Reputation: 4849
I am using pyspark
I use this code:
a = rdd.map(lambda x: function).toLocalIterator()
from collections import Counter
c = sum(a,Counter())
and get the following error
ERROR LiveListenerBus: SparkListenerBus has already stopped! Dropping event
SparkListenerStageCompleted(org.apache.spark.scheduler.StageInfo@1ada509b)

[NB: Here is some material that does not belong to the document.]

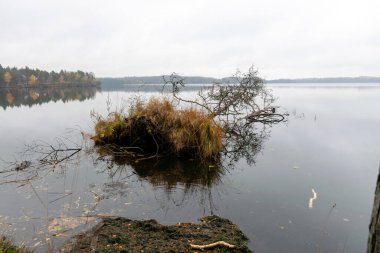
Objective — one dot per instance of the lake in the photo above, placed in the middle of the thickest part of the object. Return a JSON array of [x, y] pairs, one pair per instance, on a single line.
[[308, 187]]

WARN Utils: Suppressing exception in finally: Connection reset java.net.SocketException: Connection reset at java.net.SocketOutputStream.socketWrite(SocketOutputStream.java:115) at java.net.SocketOutputStream.write(SocketOutputStream.java:155) at java.io.BufferedOutputStream.flushBuffer(BufferedOutputStream.java:82) at java.io.BufferedOutputStream.flush(BufferedOutputStream.java:140) at java.io.DataOutputStream.flush(DataOutputStream.java:123) at java.io.FilterOutputStream.close(FilterOutputStream.java:158) at org.apache.spark.api.python.PythonRDD$$anon$2$$anonfun$run$2.apply$mcV$sp(PythonRDD.scala:707) at org.apache.spark.util.Utils$.tryWithSafeFinally(Utils.scala:1346) at org.apache.spark.api.python.PythonRDD$$anon$2.run(PythonRDD.scala:706) Suppressed: java.net.SocketException: Broken pipe (Write failed) at java.net.SocketOutputStream.socketWrite0(Native Method) at java.net.SocketOutputStream.socketWrite(SocketOutputStream.java:111) at java.net.SocketOutputStream.write(SocketOutputStream.java:155) at java.io.BufferedOutputStream.flushBuffer(BufferedOutputStream.java:82) at java.io.BufferedOutputStream.flush(BufferedOutputStream.java:140) at java.io.FilterOutputStream.close(FilterOutputStream.java:158) at java.io.FilterOutputStream.close(FilterOutputStream.java:159) ... 3 more
when I use this code instead, it gets me the right result with no error
c = Counter()
for i,pair in a:
c+=Counter(pair)
I tried to play with the partitions in the rdd map.
Nothing works.
The two code sections should work in the same way, what is the difference? why would the first not work?
Thanks
Upvotes: 1
Views: 1522
Reputation: 4849
The issue was the lack of memory on the driver, i solved it using
conf = SparkConf()
conf.set("spark.driver.memory", "3G")
sc = SparkContext(conf=conf)
before staring the spark context
Upvotes: 0